The quadratic computational complexity to the number of tokens limits the practical applications of Vision Transformers (ViTs). Several works propose to prune redundant tokens to achieve efficient ViTs. However, these methods generally suffer from (i) dramatic accuracy drops, (ii) application difficulty in the local vision transformer, and (iii) non-general-purpose networks for downstream tasks.

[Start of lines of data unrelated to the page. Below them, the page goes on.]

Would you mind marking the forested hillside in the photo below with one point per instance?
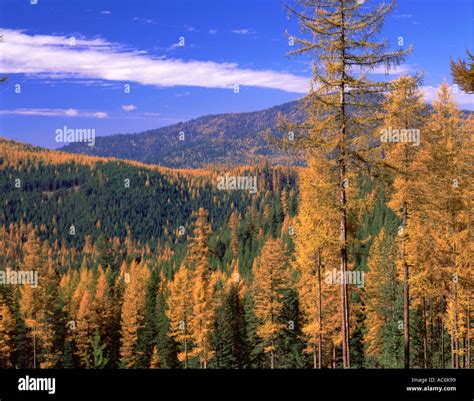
(230, 139)
(359, 257)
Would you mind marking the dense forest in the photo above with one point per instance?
(360, 258)
(226, 139)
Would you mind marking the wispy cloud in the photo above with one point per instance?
(55, 113)
(129, 107)
(53, 57)
(242, 31)
(144, 20)
(402, 16)
(464, 100)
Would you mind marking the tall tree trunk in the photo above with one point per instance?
(320, 314)
(343, 201)
(468, 331)
(425, 336)
(272, 362)
(406, 295)
(455, 329)
(333, 356)
(185, 354)
(442, 334)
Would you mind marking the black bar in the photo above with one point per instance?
(242, 385)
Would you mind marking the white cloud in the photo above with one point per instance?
(55, 113)
(129, 107)
(402, 16)
(242, 31)
(72, 112)
(464, 100)
(52, 57)
(144, 20)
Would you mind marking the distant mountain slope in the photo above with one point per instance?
(231, 139)
(228, 139)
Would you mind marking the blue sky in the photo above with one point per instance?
(72, 60)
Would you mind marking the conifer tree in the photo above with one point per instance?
(38, 304)
(463, 73)
(202, 318)
(83, 331)
(133, 314)
(382, 303)
(7, 325)
(342, 37)
(404, 121)
(271, 278)
(315, 246)
(180, 311)
(446, 190)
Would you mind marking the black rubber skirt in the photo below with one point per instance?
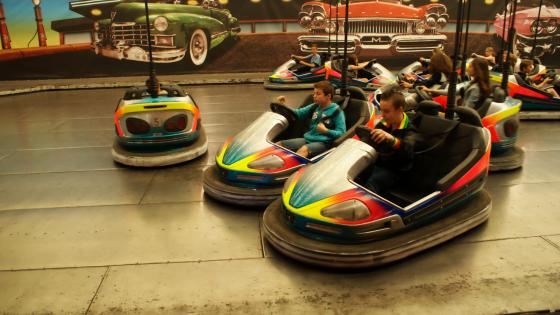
(287, 86)
(354, 256)
(507, 161)
(161, 158)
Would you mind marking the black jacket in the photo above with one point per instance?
(398, 156)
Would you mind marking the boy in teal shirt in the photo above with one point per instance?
(327, 123)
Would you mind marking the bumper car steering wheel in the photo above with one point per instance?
(364, 133)
(285, 111)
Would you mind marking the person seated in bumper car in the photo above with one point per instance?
(327, 123)
(478, 88)
(394, 141)
(499, 66)
(489, 56)
(310, 61)
(354, 67)
(526, 67)
(440, 67)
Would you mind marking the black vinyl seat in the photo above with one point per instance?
(444, 151)
(524, 84)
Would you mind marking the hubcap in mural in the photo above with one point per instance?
(198, 47)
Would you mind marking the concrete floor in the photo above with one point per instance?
(80, 234)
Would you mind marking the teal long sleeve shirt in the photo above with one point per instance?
(335, 122)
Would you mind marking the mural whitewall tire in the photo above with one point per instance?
(198, 47)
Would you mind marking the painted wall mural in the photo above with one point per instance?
(92, 38)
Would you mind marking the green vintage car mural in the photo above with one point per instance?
(178, 31)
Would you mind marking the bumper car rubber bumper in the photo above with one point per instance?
(217, 188)
(287, 86)
(539, 115)
(507, 161)
(375, 253)
(161, 158)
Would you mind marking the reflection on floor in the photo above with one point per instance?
(80, 234)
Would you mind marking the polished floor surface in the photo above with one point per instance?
(80, 234)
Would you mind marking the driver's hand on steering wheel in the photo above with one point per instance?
(425, 89)
(281, 99)
(379, 136)
(321, 128)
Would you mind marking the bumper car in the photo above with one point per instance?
(292, 76)
(370, 78)
(500, 115)
(251, 168)
(537, 104)
(327, 217)
(158, 131)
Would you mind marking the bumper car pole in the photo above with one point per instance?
(464, 61)
(345, 59)
(330, 21)
(457, 49)
(336, 39)
(511, 37)
(152, 83)
(536, 33)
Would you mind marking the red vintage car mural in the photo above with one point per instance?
(384, 27)
(546, 29)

In this work, we propose a novel Semantic Token ViT (STViT), for efficient global and local vision transformers, which can also be revised to serve as backbone for downstream tasks. The semantic tokens represent cluster centers, and they are initialized by pooling image tokens in space and recovered by attention, which can adaptively represent global or local semantic information. Due to the cluster properties, a few semantic tokens can attain the same effect as vast image tokens, for both global and local vision transformers. For instance, only 16 semantic tokens on DeiT-(Tiny,Small,Base) can achieve the same accuracy with more than 100% inference speed improvement and nearly 60% FLOPs reduction; on Swin-(Tiny,Small,Base), we can employ 16 semantic tokens in each window to further speed it up by around 20% with slight accuracy increase. Besides great success in image classification, we also extend our method to video recognition. In addition, we design a STViT-R(ecover) network to restore the detailed spatial information based on the STViT, making it work for downstream tasks, which is powerless for previous token sparsification methods. Experiments demonstrate that our method can achieve competitive results compared to the original networks in object detection and instance segmentation, with over 30% FLOPs reduction for backbone.

翻译：视觉Transformer（ViT）的二次计算复杂度与标记数量成正比，这限制了其实际应用。现有工作通过剪枝冗余标记实现高效ViT，但普遍存在以下问题：（i）精度显著下降，（ii）难以应用于局部视觉Transformer，（iii）无法成为面向下游任务的通用网络。本文提出一种新型语义标记ViT（STViT），可同时适用于全局与局部视觉Transformer，并能改造为下游任务的骨干网络。语义标记代表聚类中心，通过空间池化图像标记进行初始化，并借助注意力机制恢复，可自适应表征全局或局部语义信息。得益于聚类特性，少量语义标记即可达到与海量图像标记相同的效果——在全局与局部视觉Transformer中均成立。例如，在DeiT（Tiny, Small, Base）上仅用16个语义标记即可保持原精度，同时推理速度提升超过100%、FLOPs减少近60%；在Swin（Tiny, Small, Base）的每个窗口中采用16个语义标记，可在精度略有提升的同时加速约20%。除图像分类外，本方法还可拓展至视频识别任务。此外，我们设计了基于STViT的STViT-R（Recover）网络，以恢复详细空间信息，使其能够支持此前标记稀疏化方法无法胜任的下游任务。实验表明，本方法在目标检测与实例分割任务中可与原始网络达到竞争性结果，同时骨干网络FLOPs减少超过30%。